The rupee recorded its sharpest single-day fall since September 2013, with the dollar gaining Rs.1.1 on Monday, and closed at 69.93 — a new low. The rupee ended the day as the worst performer in Asia as the contagion from the collapse of the Turkish lira spread to emerging market currencies.
After close of currency markets in Asia on Friday, the lira had crashed over 18%. This year, the Turkish currency has lost over 40% against the dollar due to concerns over geopolitical tensions with the US. Although all Asian currencies have weakened against the greenback this year, the rupee has been the worst — losing 8.7% against the dollar in 2018.

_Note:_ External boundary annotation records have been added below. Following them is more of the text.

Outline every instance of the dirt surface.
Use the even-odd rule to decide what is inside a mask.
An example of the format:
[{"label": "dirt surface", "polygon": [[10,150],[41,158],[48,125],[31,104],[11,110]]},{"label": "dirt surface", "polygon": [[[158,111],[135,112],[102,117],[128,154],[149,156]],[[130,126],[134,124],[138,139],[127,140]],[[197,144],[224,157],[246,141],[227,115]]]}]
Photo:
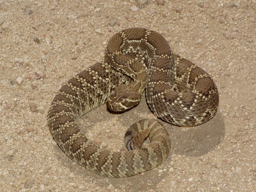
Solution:
[{"label": "dirt surface", "polygon": [[[256,191],[256,1],[0,1],[1,191]],[[110,38],[132,27],[160,33],[210,74],[219,110],[197,127],[164,123],[172,148],[157,168],[104,178],[61,150],[47,113],[61,85],[102,60]],[[80,124],[102,147],[124,150],[126,127],[144,118],[156,118],[145,98],[118,115],[102,106]]]}]

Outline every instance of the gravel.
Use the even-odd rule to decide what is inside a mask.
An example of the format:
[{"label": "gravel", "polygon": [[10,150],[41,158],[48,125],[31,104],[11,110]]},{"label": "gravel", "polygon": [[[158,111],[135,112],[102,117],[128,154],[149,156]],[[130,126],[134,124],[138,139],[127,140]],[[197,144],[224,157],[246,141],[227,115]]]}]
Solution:
[{"label": "gravel", "polygon": [[[1,191],[256,191],[256,1],[25,0],[0,7]],[[48,110],[61,85],[104,58],[112,35],[136,26],[159,32],[213,77],[219,111],[195,128],[164,123],[172,149],[158,167],[104,178],[56,145]],[[118,115],[101,106],[80,125],[99,146],[121,151],[126,127],[143,118],[156,118],[144,98]]]}]

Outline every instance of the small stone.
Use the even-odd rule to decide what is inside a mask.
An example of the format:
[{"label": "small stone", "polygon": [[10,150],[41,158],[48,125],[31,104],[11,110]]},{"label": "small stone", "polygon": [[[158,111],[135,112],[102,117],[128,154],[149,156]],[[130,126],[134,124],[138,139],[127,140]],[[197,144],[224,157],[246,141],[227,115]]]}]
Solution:
[{"label": "small stone", "polygon": [[242,172],[242,168],[239,167],[236,167],[236,173],[241,173]]},{"label": "small stone", "polygon": [[146,4],[148,2],[148,0],[136,0],[137,4],[140,5],[142,5]]},{"label": "small stone", "polygon": [[36,108],[36,110],[39,113],[42,114],[44,112],[44,108],[42,106],[39,106],[38,107]]},{"label": "small stone", "polygon": [[74,174],[73,173],[70,173],[70,174],[68,175],[68,176],[71,178],[74,178],[75,177],[75,176]]},{"label": "small stone", "polygon": [[66,69],[62,69],[60,71],[57,73],[56,76],[59,78],[61,78],[62,77],[64,77],[66,75]]},{"label": "small stone", "polygon": [[29,108],[32,112],[36,112],[37,105],[34,103],[30,102],[29,103]]},{"label": "small stone", "polygon": [[33,41],[35,43],[39,44],[41,42],[41,39],[39,37],[35,37],[34,39],[33,39]]},{"label": "small stone", "polygon": [[169,171],[171,173],[173,173],[174,172],[174,169],[172,167],[169,169]]},{"label": "small stone", "polygon": [[23,81],[23,79],[20,77],[19,77],[17,79],[16,79],[16,81],[18,83],[18,85],[20,85]]},{"label": "small stone", "polygon": [[35,79],[37,80],[44,79],[45,77],[45,74],[42,71],[38,71],[35,74]]},{"label": "small stone", "polygon": [[71,57],[71,59],[72,60],[76,60],[78,58],[78,57],[77,56],[75,55],[73,55],[72,57]]},{"label": "small stone", "polygon": [[22,64],[24,62],[24,60],[22,58],[15,58],[15,61],[19,64]]},{"label": "small stone", "polygon": [[246,143],[248,142],[249,141],[249,137],[248,136],[245,137],[243,139],[242,142],[244,143]]},{"label": "small stone", "polygon": [[114,27],[117,23],[117,21],[114,19],[110,19],[108,22],[108,24],[111,27]]},{"label": "small stone", "polygon": [[25,13],[25,14],[26,15],[31,15],[33,12],[34,12],[34,11],[30,9],[27,7],[26,7],[24,9],[24,13]]},{"label": "small stone", "polygon": [[98,34],[101,34],[102,33],[101,30],[100,30],[100,29],[96,29],[95,30],[95,32],[96,32],[96,33],[98,33]]},{"label": "small stone", "polygon": [[45,188],[44,185],[41,185],[38,188],[38,191],[39,192],[44,192],[45,191]]},{"label": "small stone", "polygon": [[237,141],[235,139],[231,139],[230,140],[230,143],[236,143]]},{"label": "small stone", "polygon": [[131,10],[133,11],[137,11],[139,10],[139,8],[136,6],[134,5],[131,7]]},{"label": "small stone", "polygon": [[204,2],[200,1],[197,5],[201,8],[203,8],[204,7]]},{"label": "small stone", "polygon": [[6,30],[6,29],[7,29],[8,27],[9,24],[6,22],[4,23],[2,25],[2,28],[4,30]]},{"label": "small stone", "polygon": [[78,16],[75,14],[70,14],[68,16],[68,18],[69,19],[73,19],[75,20],[77,19]]},{"label": "small stone", "polygon": [[33,132],[34,131],[34,129],[32,127],[27,127],[25,128],[26,130],[28,132]]},{"label": "small stone", "polygon": [[34,81],[31,83],[31,87],[32,89],[36,88],[38,86],[37,82],[36,81]]},{"label": "small stone", "polygon": [[13,156],[14,155],[14,150],[9,150],[5,154],[6,155],[8,155],[8,156]]},{"label": "small stone", "polygon": [[156,0],[158,5],[164,5],[164,0]]}]

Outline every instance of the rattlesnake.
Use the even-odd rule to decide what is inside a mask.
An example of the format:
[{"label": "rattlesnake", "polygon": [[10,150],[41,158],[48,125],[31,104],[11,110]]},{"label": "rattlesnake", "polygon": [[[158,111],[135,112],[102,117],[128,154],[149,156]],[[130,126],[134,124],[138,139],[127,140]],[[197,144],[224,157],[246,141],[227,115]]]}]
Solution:
[{"label": "rattlesnake", "polygon": [[[128,149],[137,149],[116,152],[98,147],[78,126],[82,116],[108,100],[109,107],[116,111],[136,105],[145,86],[151,110],[176,125],[203,123],[213,117],[218,106],[218,90],[204,71],[173,54],[158,33],[129,28],[110,39],[106,58],[62,87],[49,111],[50,132],[69,157],[99,175],[124,177],[152,169],[166,159],[170,148],[168,134],[160,123],[145,120],[134,124],[124,140]],[[129,92],[138,93],[134,97],[136,94],[129,95]],[[148,134],[151,143],[139,148]]]}]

Dealers are at a loss to explain why a rout in the Turkish market would have a disproportionately large impact on the rupee. While the sensex did fall by 224 points to 37,645, the sentiment was not so negative to warrant a 1.5% fall in the currency. Some dealers said that there could have been a sudden demand from some banks who were squaring their positions in the forward market.
With the rupee only a few paise short of 70, analysts are forecasting that the dollar could soon hit 72. A weakening of the rupee would make oil imports more expensive and stoke inflation, prompting the RBI to hike interest rates.
Economists point out that the economy is in a far better shape when compared to August-September 2013.